Notice: The reproducibility variables underlying each score are classified using an automated LLM-based pipeline, validated against a manually labeled dataset. LLM-based classification introduces uncertainty and potential bias; scores should be interpreted as estimates. Full accuracy metrics and methodology are described in Coakley et alK. L. Coakley, T. Snelleman, H. Hoos, and O. E. Gundersen, "The embrace of open science: An analysis of a decade of AI research and 56 800 conference papers," Under Review, 2026..

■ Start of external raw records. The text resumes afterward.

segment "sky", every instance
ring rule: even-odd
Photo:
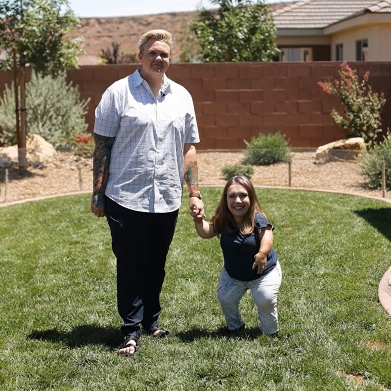
[[[281,1],[281,0],[279,0]],[[266,0],[267,3],[279,0]],[[201,4],[206,8],[210,0],[70,0],[71,8],[80,18],[129,16],[167,12],[194,11]]]

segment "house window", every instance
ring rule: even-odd
[[[356,41],[356,61],[366,61],[368,56],[368,40]]]
[[[281,48],[281,61],[312,61],[312,48]]]
[[[343,61],[343,44],[335,45],[335,61]]]

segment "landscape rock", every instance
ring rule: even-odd
[[[352,137],[321,145],[316,150],[316,158],[320,163],[339,159],[354,159],[360,152],[366,149],[362,137]]]
[[[50,143],[38,135],[26,138],[26,157],[28,161],[42,163],[56,154],[56,149]],[[18,145],[0,147],[0,165],[9,165],[18,162]]]

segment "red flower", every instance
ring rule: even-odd
[[[82,141],[85,143],[88,143],[90,141],[89,137],[84,137],[83,136],[77,136],[76,138],[78,141]]]

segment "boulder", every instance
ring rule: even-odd
[[[326,163],[332,160],[355,159],[366,147],[362,137],[337,140],[319,147],[316,150],[316,160]]]
[[[26,139],[27,160],[34,163],[45,161],[55,154],[56,149],[38,135],[31,135]]]
[[[26,138],[26,157],[28,161],[42,162],[55,154],[56,150],[53,145],[40,136],[31,135]],[[0,165],[2,161],[17,163],[17,145],[0,147]]]

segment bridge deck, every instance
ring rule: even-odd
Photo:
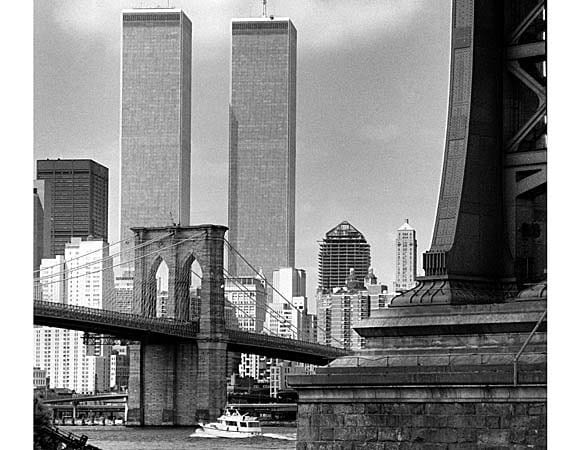
[[[167,318],[143,317],[84,306],[34,301],[34,324],[110,334],[135,341],[197,340],[199,324]],[[228,351],[254,353],[290,361],[324,365],[349,352],[314,342],[227,330]]]

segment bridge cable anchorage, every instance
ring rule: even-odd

Goal Driven Discovery of Distributional Differences via Language Descriptions

Authors: Ruiqi Zhong, Peter Zhang, Steve Li, Jinwoo Ahn, Dan Klein, Jacob Steinhardt

NeurIPS 2023 | Venue PDF | LLM Run Details

Reproducibility Variable	Result	LLM Response
Research Type	Experimental	To quantitatively evaluate its performance, we 1) build a diagnostic benchmark, SYND5, to test whether it can recover known differences between two synthetic corpora, and 2) contribute a meta-dataset, OPEND5, aggregating 675 open-ended problems ranging across business, social sciences, humanities, machine learning, and health.
Researcher Affiliation	Academia	University of California, Berkeley, EECS Department. Email: EMAIL
Pseudocode	No	The paper describes algorithms and a pipeline (Figure 5) but does not include any explicitly labeled 'Pseudocode' or 'Algorithm' blocks with structured code-like steps.

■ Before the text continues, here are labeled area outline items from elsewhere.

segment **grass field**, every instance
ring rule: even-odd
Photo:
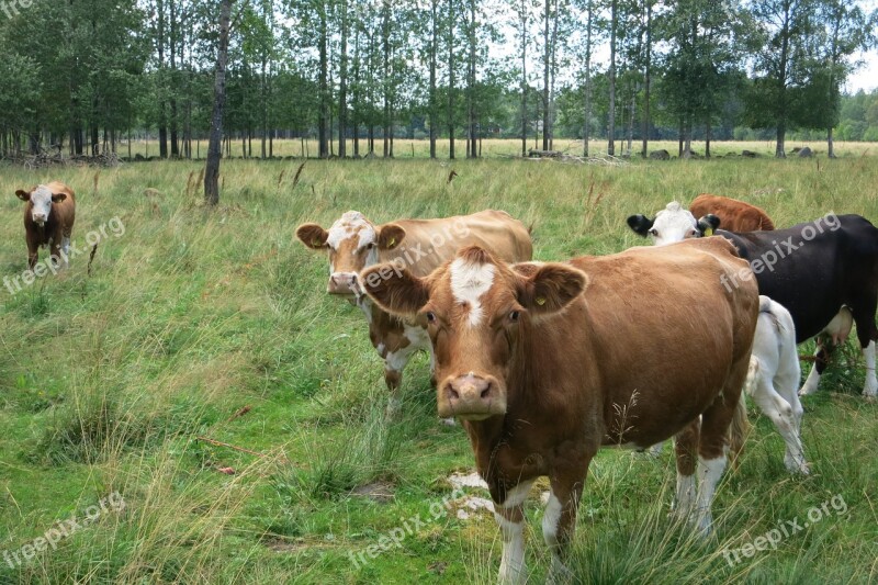
[[[349,209],[380,223],[498,207],[533,224],[534,257],[554,260],[639,245],[629,214],[700,192],[758,204],[778,226],[830,211],[875,222],[878,164],[867,148],[834,161],[614,168],[309,160],[295,187],[299,161],[232,160],[215,210],[187,188],[195,162],[100,173],[0,166],[1,277],[26,268],[15,189],[71,185],[74,244],[86,249],[60,275],[14,294],[0,288],[0,583],[493,583],[492,515],[431,513],[473,458],[460,426],[437,419],[426,356],[406,370],[402,416],[386,420],[362,316],[324,293],[326,259],[295,239],[295,226],[328,226]],[[89,274],[85,240],[95,233]],[[657,460],[601,451],[570,563],[578,580],[878,581],[878,405],[859,395],[864,373],[848,344],[804,398],[806,479],[789,476],[780,437],[751,408],[754,430],[703,542],[667,518],[668,449]],[[549,559],[537,488],[526,507],[530,582],[541,583]],[[776,550],[750,548],[787,522],[809,526]],[[361,562],[391,536],[398,545]]]
[[[540,149],[542,148],[542,139],[534,140],[531,136],[528,138],[527,147]],[[252,154],[255,157],[259,157],[261,154],[261,143],[257,139],[254,139],[249,153]],[[814,153],[818,155],[826,153],[826,143],[825,140],[788,140],[787,142],[787,150],[792,150],[795,147],[803,147],[809,146]],[[465,158],[465,148],[466,148],[466,140],[465,139],[458,139],[454,142],[455,154],[458,158]],[[582,155],[583,149],[583,142],[582,140],[572,140],[566,138],[558,138],[554,140],[554,148],[556,150],[561,150],[563,153],[569,153],[572,155]],[[603,156],[607,154],[607,142],[606,140],[589,140],[588,143],[589,153],[595,156]],[[626,153],[628,148],[628,142],[617,140],[616,143],[616,154],[617,156],[621,156]],[[641,143],[639,140],[634,140],[632,144],[632,151],[635,155],[640,154]],[[650,151],[658,150],[661,148],[666,149],[672,155],[675,155],[678,151],[678,145],[676,140],[651,140],[649,149]],[[268,149],[268,146],[266,146]],[[353,140],[347,140],[347,149],[348,156],[353,156]],[[730,153],[733,154],[741,154],[741,150],[752,150],[754,153],[758,153],[761,155],[773,157],[775,155],[775,143],[774,140],[769,142],[712,142],[710,144],[710,151],[711,155],[728,155]],[[128,156],[128,145],[127,143],[123,143],[116,146],[116,150],[119,156],[126,157]],[[333,145],[333,153],[338,150],[338,142]],[[693,150],[703,155],[705,154],[705,143],[702,142],[694,142],[693,143]],[[395,138],[394,139],[394,157],[397,159],[407,159],[407,158],[429,158],[430,155],[430,143],[424,139],[410,140],[408,138]],[[134,157],[136,155],[145,156],[145,157],[155,157],[158,156],[159,147],[158,140],[145,140],[145,139],[135,139],[132,142],[131,145],[131,156]],[[273,156],[275,157],[301,157],[301,156],[316,156],[317,153],[317,143],[313,138],[307,138],[305,140],[302,139],[278,139],[274,140],[274,148],[273,148]],[[360,140],[360,154],[365,156],[369,153],[368,143],[363,139]],[[383,142],[380,138],[375,139],[375,155],[381,157],[383,153]],[[448,139],[439,139],[436,144],[436,154],[439,158],[448,158],[449,153],[449,143]],[[840,157],[845,156],[860,156],[864,153],[876,154],[878,153],[878,144],[877,143],[847,143],[843,140],[836,140],[835,143],[835,153]],[[482,156],[483,157],[510,157],[510,156],[519,156],[521,154],[521,140],[520,139],[486,139],[482,143]],[[233,158],[240,158],[244,155],[244,149],[241,149],[241,142],[240,139],[233,139],[232,140],[232,157]],[[205,158],[207,156],[207,143],[206,140],[193,142],[192,143],[192,157],[193,158]]]

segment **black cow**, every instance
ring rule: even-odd
[[[695,216],[678,205],[668,205],[654,220],[644,215],[628,218],[631,228],[663,244],[698,237],[719,226],[719,218]],[[796,323],[796,342],[814,336],[818,351],[814,368],[799,394],[817,391],[834,344],[843,341],[856,323],[857,337],[866,358],[864,396],[878,396],[875,346],[878,327],[878,228],[859,215],[829,214],[813,222],[774,232],[716,234],[731,240],[750,260],[759,294],[784,305]],[[730,289],[738,279],[730,279]],[[823,334],[823,335],[821,335]],[[828,342],[828,339],[831,339]]]

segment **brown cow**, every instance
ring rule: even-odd
[[[530,260],[530,234],[521,222],[503,211],[483,211],[441,220],[398,220],[374,225],[363,214],[349,211],[327,230],[317,224],[303,224],[296,236],[308,248],[329,255],[327,292],[359,306],[369,322],[369,337],[384,359],[384,381],[393,394],[391,409],[397,406],[396,391],[403,369],[417,350],[430,351],[424,323],[392,317],[372,306],[362,294],[357,277],[379,262],[394,262],[415,275],[427,275],[458,248],[479,245],[497,258],[517,262]],[[432,353],[430,353],[432,356]]]
[[[471,247],[426,278],[385,266],[361,273],[376,304],[429,324],[439,415],[463,420],[487,482],[502,582],[525,578],[522,505],[542,475],[551,484],[543,538],[553,571],[566,571],[601,446],[675,436],[676,513],[710,530],[730,426],[733,446],[742,442],[739,397],[759,307],[752,279],[733,290],[720,283],[739,270],[747,263],[733,246],[701,238],[516,266]]]
[[[736,199],[701,193],[689,205],[696,217],[713,214],[720,218],[720,226],[727,232],[767,232],[775,224],[765,211]]]
[[[19,189],[15,195],[26,201],[24,238],[27,243],[27,268],[33,270],[41,246],[49,247],[49,260],[69,266],[70,235],[76,220],[76,198],[66,184],[53,181],[30,192]]]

Open Source Code	Yes	Our code is released at https://github.com/ruiqi-zhong/D5 and our code to download OPEND5 is released at https://github.com/petezh/Open D5.

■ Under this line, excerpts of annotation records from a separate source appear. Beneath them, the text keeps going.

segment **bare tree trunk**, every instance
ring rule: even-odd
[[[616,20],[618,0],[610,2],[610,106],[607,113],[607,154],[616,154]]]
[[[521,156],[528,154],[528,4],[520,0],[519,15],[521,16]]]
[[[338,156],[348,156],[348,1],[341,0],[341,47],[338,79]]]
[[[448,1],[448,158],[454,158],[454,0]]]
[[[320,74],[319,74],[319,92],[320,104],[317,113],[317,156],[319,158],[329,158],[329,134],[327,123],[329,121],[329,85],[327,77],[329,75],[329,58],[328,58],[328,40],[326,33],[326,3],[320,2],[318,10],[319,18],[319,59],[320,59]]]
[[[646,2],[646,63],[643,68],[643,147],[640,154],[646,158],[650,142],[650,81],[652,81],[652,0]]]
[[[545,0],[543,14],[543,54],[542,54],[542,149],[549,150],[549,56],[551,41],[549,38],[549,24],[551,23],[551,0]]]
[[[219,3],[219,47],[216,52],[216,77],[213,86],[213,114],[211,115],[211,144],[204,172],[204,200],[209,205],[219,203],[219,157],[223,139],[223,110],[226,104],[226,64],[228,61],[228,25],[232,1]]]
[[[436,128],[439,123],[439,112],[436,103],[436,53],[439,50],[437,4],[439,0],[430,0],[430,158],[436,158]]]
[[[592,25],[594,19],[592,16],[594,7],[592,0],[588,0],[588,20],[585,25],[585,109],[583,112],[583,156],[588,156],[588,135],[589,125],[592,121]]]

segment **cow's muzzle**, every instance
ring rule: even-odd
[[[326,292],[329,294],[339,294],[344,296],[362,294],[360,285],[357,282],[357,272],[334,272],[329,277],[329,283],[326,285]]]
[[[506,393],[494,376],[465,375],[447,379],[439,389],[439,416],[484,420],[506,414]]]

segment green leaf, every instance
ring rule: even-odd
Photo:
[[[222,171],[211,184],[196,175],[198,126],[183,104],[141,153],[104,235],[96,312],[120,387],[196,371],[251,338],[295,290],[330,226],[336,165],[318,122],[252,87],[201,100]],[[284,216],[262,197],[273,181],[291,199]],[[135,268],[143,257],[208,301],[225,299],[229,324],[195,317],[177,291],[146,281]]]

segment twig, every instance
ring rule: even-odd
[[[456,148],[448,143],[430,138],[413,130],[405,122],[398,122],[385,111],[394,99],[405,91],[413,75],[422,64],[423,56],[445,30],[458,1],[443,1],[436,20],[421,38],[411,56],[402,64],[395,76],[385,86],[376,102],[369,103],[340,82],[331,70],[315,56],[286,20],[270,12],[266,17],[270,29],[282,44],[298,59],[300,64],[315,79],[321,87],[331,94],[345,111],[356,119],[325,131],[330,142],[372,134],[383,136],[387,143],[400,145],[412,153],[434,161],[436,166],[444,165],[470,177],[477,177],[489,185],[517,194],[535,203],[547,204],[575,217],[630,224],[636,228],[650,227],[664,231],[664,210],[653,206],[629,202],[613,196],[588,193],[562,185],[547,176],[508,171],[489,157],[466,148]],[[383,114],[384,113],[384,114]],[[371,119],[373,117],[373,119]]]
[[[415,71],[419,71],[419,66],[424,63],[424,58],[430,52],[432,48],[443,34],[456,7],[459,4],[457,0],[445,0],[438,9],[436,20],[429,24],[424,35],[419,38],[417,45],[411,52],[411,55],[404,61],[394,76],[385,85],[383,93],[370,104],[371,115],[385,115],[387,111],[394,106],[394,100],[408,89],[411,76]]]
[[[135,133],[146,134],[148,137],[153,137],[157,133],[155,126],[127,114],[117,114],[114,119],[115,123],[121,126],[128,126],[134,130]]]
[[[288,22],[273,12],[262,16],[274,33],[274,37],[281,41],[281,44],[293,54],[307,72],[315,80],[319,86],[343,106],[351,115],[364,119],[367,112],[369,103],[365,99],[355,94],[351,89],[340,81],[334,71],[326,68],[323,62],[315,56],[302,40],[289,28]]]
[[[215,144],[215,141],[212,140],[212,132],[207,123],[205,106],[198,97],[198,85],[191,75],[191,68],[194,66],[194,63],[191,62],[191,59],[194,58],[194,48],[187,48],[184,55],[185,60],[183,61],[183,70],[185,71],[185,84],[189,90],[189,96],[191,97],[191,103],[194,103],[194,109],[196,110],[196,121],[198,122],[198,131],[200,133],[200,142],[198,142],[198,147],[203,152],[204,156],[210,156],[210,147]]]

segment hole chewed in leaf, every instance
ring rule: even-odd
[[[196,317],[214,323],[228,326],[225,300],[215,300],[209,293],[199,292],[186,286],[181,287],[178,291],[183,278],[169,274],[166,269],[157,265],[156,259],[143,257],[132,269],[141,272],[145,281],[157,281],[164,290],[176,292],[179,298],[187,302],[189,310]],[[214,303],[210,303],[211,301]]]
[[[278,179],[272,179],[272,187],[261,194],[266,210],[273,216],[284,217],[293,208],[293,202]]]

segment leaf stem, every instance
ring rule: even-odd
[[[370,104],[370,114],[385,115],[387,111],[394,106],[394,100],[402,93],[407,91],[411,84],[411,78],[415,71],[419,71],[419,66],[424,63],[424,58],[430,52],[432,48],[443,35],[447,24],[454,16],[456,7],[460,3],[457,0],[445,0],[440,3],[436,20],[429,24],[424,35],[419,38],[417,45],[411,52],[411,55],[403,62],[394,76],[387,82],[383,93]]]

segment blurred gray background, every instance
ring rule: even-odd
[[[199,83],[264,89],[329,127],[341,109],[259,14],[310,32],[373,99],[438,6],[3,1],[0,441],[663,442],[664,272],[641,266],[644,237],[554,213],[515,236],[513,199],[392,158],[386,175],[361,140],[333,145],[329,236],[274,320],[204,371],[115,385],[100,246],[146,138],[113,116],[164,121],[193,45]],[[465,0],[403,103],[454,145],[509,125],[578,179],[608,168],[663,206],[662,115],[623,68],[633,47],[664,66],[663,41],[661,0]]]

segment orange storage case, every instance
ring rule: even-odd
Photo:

Open Datasets	Yes	Our code to download OPEND5 is released at https://github.com/petezh/Open D5.
Dataset Splits	Yes	We use 50% of each corpus as the exploration split and 50% as the validation split.
Hardware Specification	Yes	We ran the Flan-T5 based validator for 2 hours on 1 80G A100 GPUs.
Software Dependencies	No	The paper mentions several language models used (e.g., gpt-3, Flan-T5, gpt-4, Claude-v1.3) and indicates that Flan-T5 was fine-tuned and a citation (Chung et al., 2022) is provided. It also mentions the NLTK package (Bird et al., 2009). However, specific version numbers for these software dependencies are not consistently provided (e.g., specific version of gpt-3 or NLTK).
Experiment Setup	Yes	We prompt gpt-3 (Ouyang et al., 2022) to propose hypotheses. Denoting the exploration split of Corpus A/B as Dexp A /Dexp B , we construct the prompt by concatenating a few random samples from Dexp A and Dexp B , the exploration goal, and an instruction to output a list of hypotheses. Figure 3 (left) depicts an example of the resulting prompt, together with a typical language model output. ... We continue sampling hypotheses with different prompts until obtaining a set of 60 hypotheses... rule out the hypotheses with p greater than 0.001.